The KHAN Technology Transfer Fund I (KHAN-I) has committed up to EUR 3 million in milestone-dependent payments to CalTIC, a Dortmund based start-up, for the discovery of a new class of drugs.
The start-up builds on a long-term collaboration between the Lead Discovery Center GmbH (LDC), the Max Planck Institute of Molecular Physiology (MPI-MP) and the University of Leeds (UoL), which resulted in the validation of transient receptor potential canonical (TRPC) channel inhibition as a promising new approach for the treatment of widespread conditions, including metabolic diseases, obesity, and heart hypertrophy. Using the proceeds, the founding partners will continue their collaboration to advance their results to preclinical stage. CalTIC’s stakeholders are UoL, LDC, the Max Planck Society (MPG), Prof. Marc Freichel, at the Institute of Pharmacology at Heidelberg University, and KHAN-I.
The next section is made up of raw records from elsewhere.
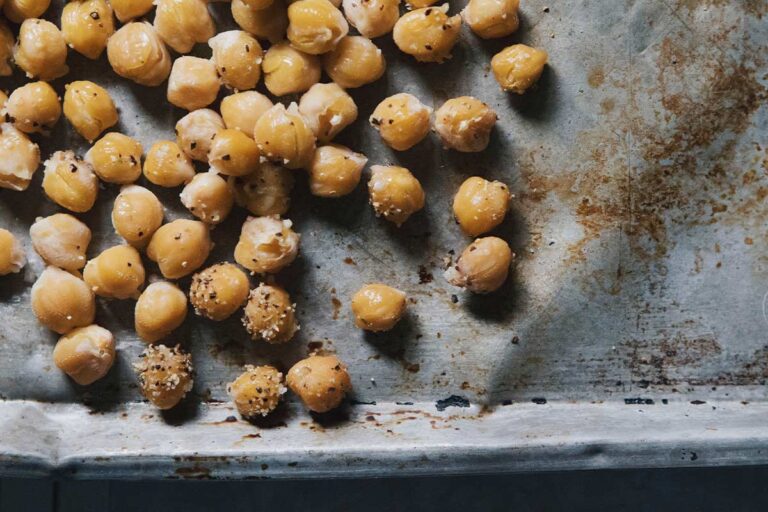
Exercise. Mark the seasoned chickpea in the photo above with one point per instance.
(41, 50)
(428, 34)
(480, 205)
(180, 247)
(465, 124)
(89, 108)
(270, 315)
(328, 109)
(402, 121)
(70, 182)
(165, 375)
(208, 197)
(320, 381)
(85, 354)
(161, 308)
(62, 301)
(335, 171)
(518, 67)
(395, 193)
(33, 108)
(137, 53)
(167, 165)
(218, 291)
(267, 244)
(237, 56)
(483, 266)
(61, 240)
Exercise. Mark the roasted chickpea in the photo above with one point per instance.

“The inhibition of TRPC channels presents an entirely new approach to treating metabolic and heart disease,” says Bert Klebl, CEO & CSO of LDC. “It holds significant potential for patients, and we are very much looking forward to continuing our collaboration with this group of excellent scientists and clinicians to translate it into practice.”
CalTIC’s TRPC inhibitors block binding sites that were originally discovered by Prof. David J. Beech (UoL) and Prof. Herbert Waldmann (MPI-MP) as targets of Englerin A. Results from various in vivo models support both the potency and safety of the approach of the newly developed TRPC channel inhibitors in metabolic and heart disease.
“We are delighted that KHAN-I has placed great confidence in CalTIC,” says Klaus Dinkel, CEO of CalTIC, “With KHAN’s investment and our partners’ continued commitment, we are perfectly positioned to exploit the exciting project.”
“For drugs that inhibit receptors, we refer to receptor subtypes, such as beta-adrenoceptor blocking drugs and so on. But for calcium channels, we refer to calcium-channel blockers as if there is only one type of calcium channel, yet we now know this isn’t the case - there are many. Our CalTIC therapeutic innovation partnership will target some of these new calcium channels. It’s a hugely exciting moment to see the potential for new medicines after years of effort getting to this point,” states Prof. David Beech, UoL School of Medicine.